Albert Einstein, in his essay On the Aether (1924), made some injudicious comments to the effect that relativity theory could be said to ascribe physical properties to spacetime itself, and in that sense, to involve a kind of "aether". He clearly did not mean the kind of "aether" which had been envisioned by Maxwell and others in the nineteenth century, but his remarks have been seized upon ever since, by various cranks and other ill-informed persons, as evidence that "gtr is an aether theory". Here's a typical claim of this sort:
...the aether is restored in General Relativity see Einstein's 1924 essay "On the Aether". Einstein recanted on his 1905 rejection of the aether since the mutable curved space-geometry is a dynamical object (with shift and lapse fields in ADM formulation), hence an aether.

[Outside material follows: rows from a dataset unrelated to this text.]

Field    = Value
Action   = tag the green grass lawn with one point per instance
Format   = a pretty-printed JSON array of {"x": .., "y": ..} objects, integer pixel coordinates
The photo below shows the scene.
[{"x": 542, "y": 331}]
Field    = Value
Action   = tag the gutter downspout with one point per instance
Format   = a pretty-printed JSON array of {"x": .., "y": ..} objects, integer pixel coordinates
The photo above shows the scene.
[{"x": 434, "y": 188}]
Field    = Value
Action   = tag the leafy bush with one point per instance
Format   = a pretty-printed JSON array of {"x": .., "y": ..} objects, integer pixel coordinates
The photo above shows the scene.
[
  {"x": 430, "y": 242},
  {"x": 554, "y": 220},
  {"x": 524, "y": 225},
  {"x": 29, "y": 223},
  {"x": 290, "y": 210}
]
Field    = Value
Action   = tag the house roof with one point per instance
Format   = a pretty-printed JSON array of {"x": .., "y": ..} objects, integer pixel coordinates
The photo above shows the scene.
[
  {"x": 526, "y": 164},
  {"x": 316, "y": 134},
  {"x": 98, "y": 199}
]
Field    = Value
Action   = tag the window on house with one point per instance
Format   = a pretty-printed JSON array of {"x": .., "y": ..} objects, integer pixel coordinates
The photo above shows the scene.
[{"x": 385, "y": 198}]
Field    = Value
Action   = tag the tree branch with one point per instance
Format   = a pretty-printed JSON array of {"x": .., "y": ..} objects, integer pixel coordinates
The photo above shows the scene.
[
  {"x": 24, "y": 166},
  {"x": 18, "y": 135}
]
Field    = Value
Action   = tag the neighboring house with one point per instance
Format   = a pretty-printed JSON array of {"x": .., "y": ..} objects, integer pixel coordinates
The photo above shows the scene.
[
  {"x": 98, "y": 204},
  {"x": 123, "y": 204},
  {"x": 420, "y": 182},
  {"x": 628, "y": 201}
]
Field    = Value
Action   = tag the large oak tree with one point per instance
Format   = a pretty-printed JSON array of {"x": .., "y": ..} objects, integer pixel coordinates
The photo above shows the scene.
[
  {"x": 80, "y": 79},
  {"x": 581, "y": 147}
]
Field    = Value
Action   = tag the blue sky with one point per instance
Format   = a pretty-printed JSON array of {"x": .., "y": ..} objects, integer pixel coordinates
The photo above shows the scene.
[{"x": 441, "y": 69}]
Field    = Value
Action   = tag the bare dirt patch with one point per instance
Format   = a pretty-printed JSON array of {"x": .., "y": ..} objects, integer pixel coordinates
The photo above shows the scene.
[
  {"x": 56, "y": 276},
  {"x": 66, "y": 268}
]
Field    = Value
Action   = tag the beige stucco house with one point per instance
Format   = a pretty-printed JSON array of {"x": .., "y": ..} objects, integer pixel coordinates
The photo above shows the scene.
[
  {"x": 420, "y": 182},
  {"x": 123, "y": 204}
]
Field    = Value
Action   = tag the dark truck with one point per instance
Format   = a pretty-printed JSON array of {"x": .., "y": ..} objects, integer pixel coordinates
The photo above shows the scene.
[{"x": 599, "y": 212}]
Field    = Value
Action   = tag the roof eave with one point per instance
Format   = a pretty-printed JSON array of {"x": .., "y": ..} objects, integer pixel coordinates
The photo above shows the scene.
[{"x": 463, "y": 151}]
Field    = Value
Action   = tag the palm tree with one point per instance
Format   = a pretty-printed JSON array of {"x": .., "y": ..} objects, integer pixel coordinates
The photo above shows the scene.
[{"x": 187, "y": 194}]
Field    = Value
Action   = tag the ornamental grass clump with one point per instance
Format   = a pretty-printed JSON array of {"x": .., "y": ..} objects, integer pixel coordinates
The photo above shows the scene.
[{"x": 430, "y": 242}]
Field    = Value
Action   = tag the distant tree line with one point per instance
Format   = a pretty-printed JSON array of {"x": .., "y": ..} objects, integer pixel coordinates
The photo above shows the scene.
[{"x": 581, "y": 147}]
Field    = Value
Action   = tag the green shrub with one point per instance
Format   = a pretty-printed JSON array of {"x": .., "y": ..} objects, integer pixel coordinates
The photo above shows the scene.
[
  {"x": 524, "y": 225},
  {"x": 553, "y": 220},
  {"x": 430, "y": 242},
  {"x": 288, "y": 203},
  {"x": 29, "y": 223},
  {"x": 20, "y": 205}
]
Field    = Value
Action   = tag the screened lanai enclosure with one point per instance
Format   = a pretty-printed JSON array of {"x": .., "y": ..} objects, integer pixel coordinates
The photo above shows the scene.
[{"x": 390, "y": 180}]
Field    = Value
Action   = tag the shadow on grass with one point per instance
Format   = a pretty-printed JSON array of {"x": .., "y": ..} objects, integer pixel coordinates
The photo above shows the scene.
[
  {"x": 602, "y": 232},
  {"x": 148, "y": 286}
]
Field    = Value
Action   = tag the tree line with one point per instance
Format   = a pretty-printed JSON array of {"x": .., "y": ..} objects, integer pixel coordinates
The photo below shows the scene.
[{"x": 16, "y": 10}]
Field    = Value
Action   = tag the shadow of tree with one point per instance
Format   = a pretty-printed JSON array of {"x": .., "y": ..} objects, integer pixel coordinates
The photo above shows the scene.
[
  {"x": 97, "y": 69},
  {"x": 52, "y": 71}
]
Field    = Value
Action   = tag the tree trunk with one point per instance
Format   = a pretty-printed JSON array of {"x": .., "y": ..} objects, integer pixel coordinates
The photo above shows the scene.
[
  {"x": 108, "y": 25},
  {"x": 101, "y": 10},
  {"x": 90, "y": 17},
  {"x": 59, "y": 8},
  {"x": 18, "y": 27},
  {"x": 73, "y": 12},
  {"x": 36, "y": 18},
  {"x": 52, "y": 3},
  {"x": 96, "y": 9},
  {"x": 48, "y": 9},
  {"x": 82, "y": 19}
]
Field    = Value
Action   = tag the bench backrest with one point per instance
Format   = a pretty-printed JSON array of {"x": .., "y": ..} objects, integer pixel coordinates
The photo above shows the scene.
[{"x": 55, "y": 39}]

This claim is misleading, to say the least. What Einstein really meant was that the aether which had been overthrown by str (and thus was incompatible with gtr, which incorporates str) involved a a specific "preferred frame of reference" in the classical field theory, whereas the field equation of gtr involves no "prior geometry" (such as the euclidean geometry of "space" which has assumed by Maxwell and his contemporaries), much less any "preferred frame". Nonetheless, gtr does not quite say there is "nothing" in "empty space"; in general there will be gravitational waves running about, and these carry (very tiny) amounts of energy, which gravitate. So in this sense, a very different kind of "aether" in the very weak sense of there being "something there" in a vacuum (namely nonlocalizable gravitational field energy, metric properties of "space" in a 3+1 decomposition, etc.), could be said to enter into gtr. In modern quantum field theories, of course, there are still more "things which are there" in a vacuum, but again these do not constitute an "aether" in the nineteenth century sense in which this word was used as a technical term.
Einstein was criticizing people who claimed, in effect, that the classical notion of the aether was such nonsense that people like Maxwell should have known better. He was saying that the problem with the classical aether was not ontological, merely that it is inconsistent with observation and experiment; hence the need for str.
Many years ago, Andrei Sakharov (yes, that Sakharov!) proposed to interpret gtr in terms of something like "stresses" on spacetime as something like a material. This is discussed in Chapter 17 of MTW, but here too, ill-informed readers of that theory have badly misunderstood the meaning of Sakharov's work.